Hence, the aforementioned entails that what it means to be human was already actualized prior to creation in God’s choice to be human for us in the ‘to be’ enfleshment of the Son (Deus incarnandus). Since His humanity is the ground of the created order, even as that is given subjective-distinction in the particularity of ‘our humanity’ as ‘images of the Image,’ this entails that creation itself is not free to be free in abstraction from its root and reality in the vicarious and archetypal humanity of Jesus Christ. As such, judgments about what is right and wrong are not left to self-proclaimed human agents, as if this was an obtainability inherent to simply being created. Human agents, as has been observed, are not free unless they are living in and from what it means to be humanly free coram Deo (before God). It is only in this freedom, since anything outwith is bondage, wherein right and wrong before God comes to be known, internalized, and with the possibility of creational reversal and transformation through the re-creation of creation’s telos and esse in the resurrection of humanity in the eternal Logos’ Self-assumed humanity in the man from Nazareth.

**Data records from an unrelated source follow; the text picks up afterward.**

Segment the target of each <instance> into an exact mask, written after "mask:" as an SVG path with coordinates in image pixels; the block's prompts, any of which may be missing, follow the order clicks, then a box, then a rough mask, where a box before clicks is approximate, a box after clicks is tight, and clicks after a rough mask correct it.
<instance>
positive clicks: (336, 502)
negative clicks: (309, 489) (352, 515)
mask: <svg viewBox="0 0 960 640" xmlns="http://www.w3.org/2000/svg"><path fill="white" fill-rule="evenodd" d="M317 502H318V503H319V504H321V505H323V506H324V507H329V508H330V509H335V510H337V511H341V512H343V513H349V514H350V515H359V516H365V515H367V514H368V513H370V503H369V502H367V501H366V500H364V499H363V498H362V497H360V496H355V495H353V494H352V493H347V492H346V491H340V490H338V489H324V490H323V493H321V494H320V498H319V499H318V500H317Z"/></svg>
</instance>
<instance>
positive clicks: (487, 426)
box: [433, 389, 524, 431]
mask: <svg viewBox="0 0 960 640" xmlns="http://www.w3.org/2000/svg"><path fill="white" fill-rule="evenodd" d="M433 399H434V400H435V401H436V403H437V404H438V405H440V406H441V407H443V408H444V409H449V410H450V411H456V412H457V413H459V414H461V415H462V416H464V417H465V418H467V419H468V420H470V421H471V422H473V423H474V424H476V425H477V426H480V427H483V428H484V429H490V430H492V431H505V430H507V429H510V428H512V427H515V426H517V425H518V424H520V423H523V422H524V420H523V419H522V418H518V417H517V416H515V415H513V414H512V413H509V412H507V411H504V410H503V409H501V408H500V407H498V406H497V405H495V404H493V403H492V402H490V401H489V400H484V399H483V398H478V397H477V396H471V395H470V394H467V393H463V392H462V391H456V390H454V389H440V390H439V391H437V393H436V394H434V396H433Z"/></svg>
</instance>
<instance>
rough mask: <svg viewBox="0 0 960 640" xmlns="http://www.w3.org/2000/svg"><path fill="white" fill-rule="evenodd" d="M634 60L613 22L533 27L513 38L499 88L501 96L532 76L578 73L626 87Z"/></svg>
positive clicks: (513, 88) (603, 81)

It is from this continuously irruptive reality that a human agent comes to understand the order of the Kingdom, as that has always already had a cruciform shape. It is in this mode and posture before God in Christ whereby creatures, as participants in God’s life through the grace of God’s humanity in Jesus Christ, come to have the capaciousness to discern the straight from the crooked. This vicious desire to be self-God becomes non-directive for the creature attempting to live against their ‘election’ to be genuinely human in the vicarious humanity of Jesus Christ, and thus they come to have the lights to live from the Light of God. There is an experience of freedom that invades their lives with the result that the new life of the new creation explodes upon them such that God’s order becomes the only order for them that appears safe and secure. Living outwith this order becomes as distant as the old is to the new; as Barth says: “What took place on the cross of Golgotha is the last word of an old history and the first word of a new.” This ‘first word’ becomes the norming norm for the new-creatures’ life, and, for example, being born a biological male, rather than female, or vice versa, is lived into as the order and telos that God recreated as the eschatological bliss He saw fit for the world to begin with; just as the bride to the groom symmetry bears witness to the beauty of God’s design in Christ to His Church.